An earlier review I had done on LibraryThing back in 2007, edited and posted here to test out the review section of The Whole Book Experience.
According to Crispin Elsted, of the Barbarian Press, Venus & Adonis is one of two lengthy narrative poems written by Shakespeare early in his career, when plague forced the closure of the theatres and he took the opportunity to write something non-theatrical. This poem, The Rape of Lucrece, and probably the sonnets – or at least a good many of them – date from the early 1590s.
Having recently read Lysistrata, I was struck by the two different approaches taken by the women in these two books. In Lysistrata, the women refuse to have sex with the men until they end a senseless war (Hmmmm…are you reading this Mrs. Bush and Mrs. Cheney?); while in Venus & Adonis the heroine tries to keep Adonis from dangerous boar hunting with all that her love can offer. It worked for Lysistrata but not for Venus.
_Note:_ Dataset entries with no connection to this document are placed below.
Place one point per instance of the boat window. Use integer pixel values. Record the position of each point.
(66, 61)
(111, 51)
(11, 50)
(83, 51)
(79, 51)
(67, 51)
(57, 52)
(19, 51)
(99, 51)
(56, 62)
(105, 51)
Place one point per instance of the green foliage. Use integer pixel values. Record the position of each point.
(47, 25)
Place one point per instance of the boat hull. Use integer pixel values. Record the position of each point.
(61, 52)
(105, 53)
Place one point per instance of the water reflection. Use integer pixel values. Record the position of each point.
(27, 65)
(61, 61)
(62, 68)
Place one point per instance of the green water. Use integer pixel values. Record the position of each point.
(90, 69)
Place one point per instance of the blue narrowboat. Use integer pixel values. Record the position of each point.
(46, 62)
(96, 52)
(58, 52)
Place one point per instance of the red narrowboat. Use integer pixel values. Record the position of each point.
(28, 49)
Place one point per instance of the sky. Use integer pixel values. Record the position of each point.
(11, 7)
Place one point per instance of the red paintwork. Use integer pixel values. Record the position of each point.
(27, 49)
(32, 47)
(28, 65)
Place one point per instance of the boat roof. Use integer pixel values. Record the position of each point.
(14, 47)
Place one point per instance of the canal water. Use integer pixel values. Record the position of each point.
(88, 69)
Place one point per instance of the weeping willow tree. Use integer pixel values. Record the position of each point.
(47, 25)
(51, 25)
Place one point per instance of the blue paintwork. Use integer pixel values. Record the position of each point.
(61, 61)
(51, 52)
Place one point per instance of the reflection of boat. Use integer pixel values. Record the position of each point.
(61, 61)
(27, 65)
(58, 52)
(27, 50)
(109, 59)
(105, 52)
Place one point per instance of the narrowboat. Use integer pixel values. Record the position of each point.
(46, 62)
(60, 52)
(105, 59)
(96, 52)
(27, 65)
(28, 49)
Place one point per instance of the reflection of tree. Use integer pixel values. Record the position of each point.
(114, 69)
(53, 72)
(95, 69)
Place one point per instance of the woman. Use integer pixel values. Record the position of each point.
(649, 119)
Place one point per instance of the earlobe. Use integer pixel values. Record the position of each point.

I love Shakespeare’s use of natural imagery in the verse:
Fondling, she saith, since I have hemd thee here
Within the circuit of this ivorie pale,
Ile be a parke, and thou shalt be my deare:
Feed where thou wilt, on mountaine, or in dale;
Graze on my lips, and if those hils be drie,
Stray lower, where the pleasant fountaines lie.
As for this edition from Barbarian Press, it is out of this world. The illustrations by Andy English are absolutely beautiful. The setting and choice of type and the binding make the book a joy to hold and read. This was my first book from the Barbarian Press and I highly recommend a look by those interested in small private presses. The proprietor’s are delightful and knowledgeable as well.
Venus & Adonis was shortlisted for the first Gregynog Prize for Letterpress Book Design, Oxford, 2005.